Youths need to understand importance of elections

Young people are very cynical when it comes to elections; they don’t think it actively affects them and that is what we are trying to show them,” visiting voting rights expert Marcia Johnson-Blanco said on Monday.

Johnson-Blanco, a Linden-born American, is Co-Director of the Lawyers’ Committee Voting Rights Project and Adjunct Professor of Law at the Georgetown University Law Centre.

Ahead of a fund raising dinner on Monday to support the work of the Guyanese Women’s Roundtable (GWR), Johnson-Blanco expressed her joy to be here in this “exciting time.”

She also noted that a lot of people have an ingrained cultural idea that they should be loyal to a party even if they don’t represent their best interest. Young people, in particular, she added, need to be activist if they want solutions to their problems.

Ahead of Monday’s general elections, Johnson-Blanco and GWR activist Dawn Stewart are facilitating voters’ education and voters’ issues fairs that will be held during the week.

At a press conference held on Monday at the Monique’s Caring Hands Support Centre, Stewart said the GWR is trying to create an understanding and harmony before elections and make Guyana a more peaceful and healthy democracy.
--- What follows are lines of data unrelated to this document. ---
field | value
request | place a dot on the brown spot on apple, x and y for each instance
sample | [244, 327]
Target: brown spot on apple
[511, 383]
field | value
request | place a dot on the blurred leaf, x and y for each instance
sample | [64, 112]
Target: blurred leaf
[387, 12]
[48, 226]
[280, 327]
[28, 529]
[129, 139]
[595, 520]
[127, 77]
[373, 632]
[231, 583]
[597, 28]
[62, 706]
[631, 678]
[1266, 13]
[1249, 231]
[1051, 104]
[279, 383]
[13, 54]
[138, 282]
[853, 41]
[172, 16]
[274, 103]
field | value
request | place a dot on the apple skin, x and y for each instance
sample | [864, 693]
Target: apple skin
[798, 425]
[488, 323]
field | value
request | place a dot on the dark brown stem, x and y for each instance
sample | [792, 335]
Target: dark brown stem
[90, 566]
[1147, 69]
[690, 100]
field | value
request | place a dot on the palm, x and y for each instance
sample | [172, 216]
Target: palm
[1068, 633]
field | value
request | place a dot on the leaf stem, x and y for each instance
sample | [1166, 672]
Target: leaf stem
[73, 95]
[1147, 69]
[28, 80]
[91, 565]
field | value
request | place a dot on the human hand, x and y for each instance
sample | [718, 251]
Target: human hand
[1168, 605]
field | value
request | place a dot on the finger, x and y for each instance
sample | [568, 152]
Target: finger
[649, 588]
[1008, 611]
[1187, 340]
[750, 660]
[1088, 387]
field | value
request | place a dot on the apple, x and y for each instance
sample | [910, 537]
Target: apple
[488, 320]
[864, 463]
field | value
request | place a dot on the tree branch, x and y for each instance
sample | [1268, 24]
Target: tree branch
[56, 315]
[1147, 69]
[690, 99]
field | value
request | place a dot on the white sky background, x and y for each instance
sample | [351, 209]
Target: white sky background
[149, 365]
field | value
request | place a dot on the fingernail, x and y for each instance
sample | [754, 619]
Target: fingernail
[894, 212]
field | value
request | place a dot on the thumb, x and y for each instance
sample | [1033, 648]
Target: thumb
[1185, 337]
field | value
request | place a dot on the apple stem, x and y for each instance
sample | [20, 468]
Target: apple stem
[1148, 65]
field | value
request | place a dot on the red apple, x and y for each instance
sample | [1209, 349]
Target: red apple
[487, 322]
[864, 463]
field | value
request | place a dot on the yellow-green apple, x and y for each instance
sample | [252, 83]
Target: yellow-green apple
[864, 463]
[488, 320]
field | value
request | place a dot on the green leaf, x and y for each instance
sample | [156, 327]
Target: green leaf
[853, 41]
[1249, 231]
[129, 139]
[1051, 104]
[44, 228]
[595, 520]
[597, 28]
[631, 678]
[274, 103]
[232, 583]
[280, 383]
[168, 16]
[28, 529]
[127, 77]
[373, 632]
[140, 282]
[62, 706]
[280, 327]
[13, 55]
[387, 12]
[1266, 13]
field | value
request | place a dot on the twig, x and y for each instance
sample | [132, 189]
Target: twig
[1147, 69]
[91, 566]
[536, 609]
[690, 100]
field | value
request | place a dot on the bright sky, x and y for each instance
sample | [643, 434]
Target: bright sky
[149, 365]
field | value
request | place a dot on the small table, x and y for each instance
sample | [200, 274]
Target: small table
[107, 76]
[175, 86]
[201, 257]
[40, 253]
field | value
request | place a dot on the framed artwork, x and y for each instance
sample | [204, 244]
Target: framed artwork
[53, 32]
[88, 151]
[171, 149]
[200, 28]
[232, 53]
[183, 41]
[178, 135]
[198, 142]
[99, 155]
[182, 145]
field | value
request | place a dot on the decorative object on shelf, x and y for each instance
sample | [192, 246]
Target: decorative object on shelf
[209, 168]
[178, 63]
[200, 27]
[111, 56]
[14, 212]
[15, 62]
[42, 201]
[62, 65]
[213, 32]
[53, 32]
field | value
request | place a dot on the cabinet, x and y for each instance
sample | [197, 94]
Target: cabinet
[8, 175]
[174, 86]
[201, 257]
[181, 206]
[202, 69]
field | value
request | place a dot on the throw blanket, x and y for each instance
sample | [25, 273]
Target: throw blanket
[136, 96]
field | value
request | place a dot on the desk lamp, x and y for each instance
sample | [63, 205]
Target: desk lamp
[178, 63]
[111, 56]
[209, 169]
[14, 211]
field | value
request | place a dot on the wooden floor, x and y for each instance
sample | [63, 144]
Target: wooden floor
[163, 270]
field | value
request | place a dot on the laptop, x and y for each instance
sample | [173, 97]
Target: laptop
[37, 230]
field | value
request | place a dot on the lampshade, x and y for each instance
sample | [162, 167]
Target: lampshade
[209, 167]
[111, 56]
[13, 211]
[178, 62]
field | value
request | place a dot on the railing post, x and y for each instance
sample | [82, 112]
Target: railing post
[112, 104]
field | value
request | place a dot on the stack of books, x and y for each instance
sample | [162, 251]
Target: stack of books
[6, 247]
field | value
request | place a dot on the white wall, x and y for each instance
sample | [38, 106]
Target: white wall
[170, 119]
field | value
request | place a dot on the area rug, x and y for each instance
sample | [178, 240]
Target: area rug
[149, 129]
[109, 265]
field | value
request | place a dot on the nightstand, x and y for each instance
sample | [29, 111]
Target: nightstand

She noted that Guyana is a “young” country and can only mature if its women and youths find their voices.

Monday’s fundraising dinner, hosted at the Pegasus Hotel, was intended to raise funds to hire buses to shuttle the elderly from regions Three and Four to their respective polling stations between 6AM and 12PM on polling day, so they can “vote early and then go home and, as the young people say, chill,” Stewart stated.